% Canonical LF using unbound-generics
% Aleksey Kliger
% June 2016

Canonical LF
============

This is a representation of [LF](http://www.twelf.org/) in which all terms are
automatically in *canonical form*.  The key idea is to segregate the type families
and the terms into *atomic* and *normal* forms where the term variables only stand
for atomic terms, and not arbitrary ones.  Then, a substitution procedure is defined
that takes terms in normal form and performs a substitution for a variable while
simultaneously normalizing any redices that occur.

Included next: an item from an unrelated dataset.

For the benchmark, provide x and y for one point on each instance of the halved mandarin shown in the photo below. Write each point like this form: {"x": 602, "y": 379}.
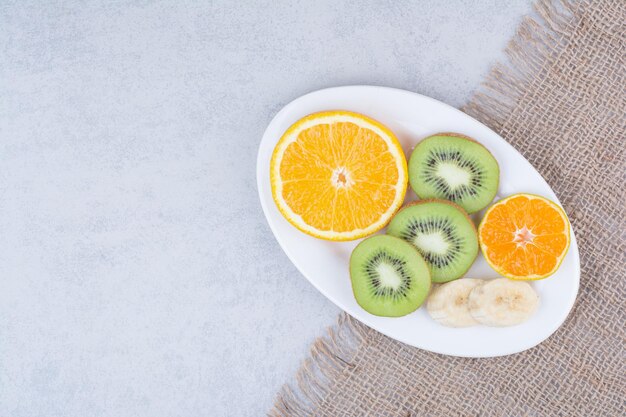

> {-# LANGUAGE DeriveGeneric, StandaloneDeriving, DeriveDataTypeable,
>     ViewPatterns, RankNTypes, FlexibleContexts, FlexibleInstances,
>     FunctionalDependencies, TypeFamilies
>   #-}
> module CanonicalLF where
> import Unbound.Generics.LocallyNameless
> import GHC.Generics (Generic)
> import Data.Typeable (Typeable)
> import qualified Data.Map as M
> import Control.Monad.Reader
> import Control.Monad.Except
> import Data.Functor.Identity
> import Control.Applicative (Const(..))

Syntax
------

An LF signature introduces type family atoms and constant terms.

> data Signature = NilS
>   | SnocAtom (Rebind Signature (Atm, Embed Kind))
>   | SnocConst (Rebind Signature (Cnst, Embed Type))
>   deriving (Show, Generic, Typeable)

The type families are classified by kinds and may either be plain
types, or pi-kinds for families of types indexed by a term
variable.

> data Kind = TypeK | PiK (Bind (Var, Embed Type) Kind)
>   deriving (Show, Generic, Typeable)

The atomic type families are either type familiy atoms applied to zero
or more terms in normal form.

> type Atm = Name P
> data P = AtmP Atm | AppP P Term
>   deriving (Show, Generic, Typeable)

Type families in normal form are either atomic type families or dependent product
types indexed by a term variable of normal type.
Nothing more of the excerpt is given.